Deutschland soll bis 2045 klimaneutral werden – das ist eine komplexe Großoperation. Die Regierung will den Umbau jetzt forcieren. Was folgt daraus für Millionen Bahnkunden, Autofahrer und Hausbewohner?

Berlin (dpa) – Mehr Geld für die Schiene, mehr praktische Angebote für E-Autos und überhaupt mehr Tempo: Die Ampel-Koalitionäre haben nach langem Streit eine Reihe von Vorhaben festgezurrt, die den Klimaschutz besonders im Verkehr voranbringen sollen – hinkt der Sektor beim Verringern von Treibhausgasen doch immer noch hinterher.

Zum Paket gehören auch Änderungen bei der Lkw-Maut zugunsten der Schiene und beschleunigte Planungen, um Staustellen auf Autobahnen zu beseitigen. Auch die umstrittene Umstellung auf sauberere Heizungen soll vorankommen. Dabei wie in anderen Punkten sind aber noch diverse Fragen zu klären, wie nicht nur Verbraucherschützer monieren.
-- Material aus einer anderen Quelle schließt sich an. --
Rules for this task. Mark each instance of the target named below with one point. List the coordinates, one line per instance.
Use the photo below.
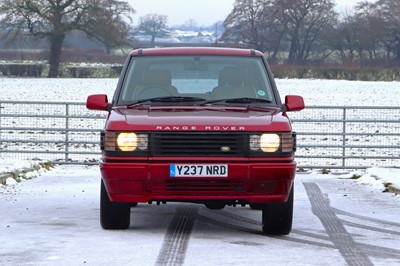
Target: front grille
(197, 144)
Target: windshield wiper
(248, 100)
(177, 99)
(240, 100)
(169, 99)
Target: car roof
(196, 51)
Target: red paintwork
(143, 179)
(200, 119)
(196, 51)
(140, 181)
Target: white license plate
(198, 170)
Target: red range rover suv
(199, 125)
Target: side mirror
(97, 102)
(294, 103)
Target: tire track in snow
(177, 238)
(343, 241)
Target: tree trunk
(56, 43)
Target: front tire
(113, 215)
(277, 217)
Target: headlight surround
(124, 141)
(272, 142)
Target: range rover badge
(225, 149)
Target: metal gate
(328, 137)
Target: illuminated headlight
(124, 141)
(272, 142)
(127, 141)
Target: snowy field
(315, 93)
(54, 220)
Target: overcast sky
(204, 12)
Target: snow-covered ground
(54, 220)
(315, 92)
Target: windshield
(188, 79)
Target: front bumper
(250, 182)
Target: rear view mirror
(294, 103)
(97, 102)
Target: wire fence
(327, 137)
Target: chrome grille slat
(197, 144)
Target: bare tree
(108, 24)
(153, 25)
(245, 24)
(389, 11)
(307, 19)
(50, 20)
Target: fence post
(66, 131)
(344, 138)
Was ist bei der Bahn geplant?

Die klimafreundliche Schiene soll eine neue Finanzspritze bekommen, um das strapazierte und störanfällige Gleisnetz in Schuss zu bringen und auszubauen. Dafür hat die bundeseigene Deutsche Bahn bis 2027 einen Investitionsbedaf von 45 Milliarden Euro, der «soweit wie finanziell darstellbar» gedeckt werden soll. Erklärte Priorität: mehr Kapazitäten für Güter- und Personenzüge im Kernnetz der wichtigsten Strecken. Bahnchef Richard Lutz sagte, das seien «entscheidende Schlüssel», um Wachstumsziele für die Schiene zu erreichen und die derzeit «unbefriedigende» Pünktlichkeit zu verbessern.

Woher kommt das extra Geld?

Zur Finanzierung plant die Koalition eine grundlegende Neuerung. Denn ein Teil soll aus der Lkw-Maut kommen, für die bisher galt: Einnahmen aus der Straße fließen wieder in die Straße. Die Bahnbranche und die Gewerkschaft EVG begrüßten diese Weichenstellung. Dabei rechnet die Koalition mit jährlich fünf bis sechs Milliarden Euro für die Bahn aus dieser neuen Quelle – und das unabhängig von der Haushaltslage. Die restlichen Milliarden sind aber noch zu sichern. Das Geld für die Schiene soll aus einer neuen CO2-Komponente der Lkw-Maut kommen.

Was wird bei der Lkw-Maut noch geändert?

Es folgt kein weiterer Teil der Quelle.